Adaptation of the waiting period for family reunification

Henceforth, the statutory three-year waiting period for family reunification may no longer be strictly and automatically applied in the case of persons temporarily admitted to Switzerland. The Federal Administrative Court is bringing its case-law into line with a judgment handed down by the European Court of Human Rights.

(Picture: Keystone)

In October 2020, two Eritean nationals, a mother and her son, were temporarily admitted to Switzerland. In March 2021, the mother and son filed an application for permission to enter the country and inclusion in their temporary admission order in favour of their husband, respectively father, an Eritrean national residing in Israel. The application was rejected by the State Secretariat for Migration (SEM) on the grounds that the three-year waiting period had not yet elapsed. In June 2022, the appellants filed an appeal with the Federal Administrative Court (FAC) against the SEM’s decision.

Decision in principle of the European Court of Human Rights
The appellants invoked their right to respect for family life within the meaning of Article 8 of the European Convention on Human Rights (ECHR). In their appeal, they relied on a judgment handed down by the European Court of Human Rights in July 2021 (ECtHR, Application no. 6697/18 M.A. v Denmark) which had found that the strict and automatic application of a waiting period longer than two years was inconsistent with the right to respect for family life. Thus, after a period of two years, the national authorities must conduct an individual assessment of each case taking namely account of the intensity of the family ties, the integration already achieved in the host country, the existence of insurmountable obstacles to enjoying family life in the country of origin, and the best interest of the child in order to determine whether a deferral of family reunification violates the right to respect for family life.

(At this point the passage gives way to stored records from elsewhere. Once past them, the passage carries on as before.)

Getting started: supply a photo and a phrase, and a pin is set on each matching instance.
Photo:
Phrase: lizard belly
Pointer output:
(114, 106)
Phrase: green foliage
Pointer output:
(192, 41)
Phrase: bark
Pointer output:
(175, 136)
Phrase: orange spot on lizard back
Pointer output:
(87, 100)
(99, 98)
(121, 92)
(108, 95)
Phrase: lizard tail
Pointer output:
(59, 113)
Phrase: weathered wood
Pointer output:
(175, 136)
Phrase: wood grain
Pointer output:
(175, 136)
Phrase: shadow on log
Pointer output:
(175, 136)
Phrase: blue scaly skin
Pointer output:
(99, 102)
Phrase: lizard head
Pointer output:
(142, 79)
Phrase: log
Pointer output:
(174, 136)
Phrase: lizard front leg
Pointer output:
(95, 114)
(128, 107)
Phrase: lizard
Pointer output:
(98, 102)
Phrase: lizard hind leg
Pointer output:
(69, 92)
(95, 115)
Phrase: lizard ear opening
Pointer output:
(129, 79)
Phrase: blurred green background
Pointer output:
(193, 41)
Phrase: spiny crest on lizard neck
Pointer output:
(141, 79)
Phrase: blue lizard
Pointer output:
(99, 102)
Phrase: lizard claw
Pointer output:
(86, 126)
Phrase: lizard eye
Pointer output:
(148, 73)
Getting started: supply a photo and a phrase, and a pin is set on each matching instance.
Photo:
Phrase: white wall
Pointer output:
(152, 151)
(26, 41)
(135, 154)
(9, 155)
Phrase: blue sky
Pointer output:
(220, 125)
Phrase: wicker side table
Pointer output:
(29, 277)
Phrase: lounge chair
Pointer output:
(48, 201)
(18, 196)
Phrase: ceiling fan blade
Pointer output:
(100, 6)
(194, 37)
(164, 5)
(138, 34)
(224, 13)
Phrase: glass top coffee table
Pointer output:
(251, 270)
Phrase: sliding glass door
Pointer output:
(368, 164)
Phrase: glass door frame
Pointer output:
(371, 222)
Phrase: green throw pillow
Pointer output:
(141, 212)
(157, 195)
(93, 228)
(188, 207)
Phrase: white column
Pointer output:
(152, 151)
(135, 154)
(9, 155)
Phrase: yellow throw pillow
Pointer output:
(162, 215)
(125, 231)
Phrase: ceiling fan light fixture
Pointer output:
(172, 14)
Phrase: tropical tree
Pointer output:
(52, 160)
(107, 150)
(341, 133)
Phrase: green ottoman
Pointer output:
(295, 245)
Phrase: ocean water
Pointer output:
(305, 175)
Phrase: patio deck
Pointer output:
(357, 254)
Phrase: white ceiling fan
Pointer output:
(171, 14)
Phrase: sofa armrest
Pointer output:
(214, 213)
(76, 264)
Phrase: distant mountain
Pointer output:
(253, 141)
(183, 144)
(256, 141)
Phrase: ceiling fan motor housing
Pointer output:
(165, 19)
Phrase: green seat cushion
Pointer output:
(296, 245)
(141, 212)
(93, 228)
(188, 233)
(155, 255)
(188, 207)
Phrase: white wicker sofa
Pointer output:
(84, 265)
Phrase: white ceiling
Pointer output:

Respect of international law
The Swiss authorities have so far strictly applied the three-year waiting period stipulated in Article 85 of the Federal Act on Foreign Nationals and Integration (FNIA). However, considering the clarifications made by the ECtHR and until the FNIA is amended, the SEM and the FAC must modify their practice in the matter. Therefore, when nearly two years have elapsed since the temporary admission, the SEM must conduct an individual assessment of the merits of the case, based on the criteria named by the ECtHR, to determine whether or not a shorter waiting period is appropriate regarding the respect for family life. In the proceedings at hand, the case is referred back to the SEM for a new assessment.

This judgment is final and may not be appealed to the Federal Supreme Court.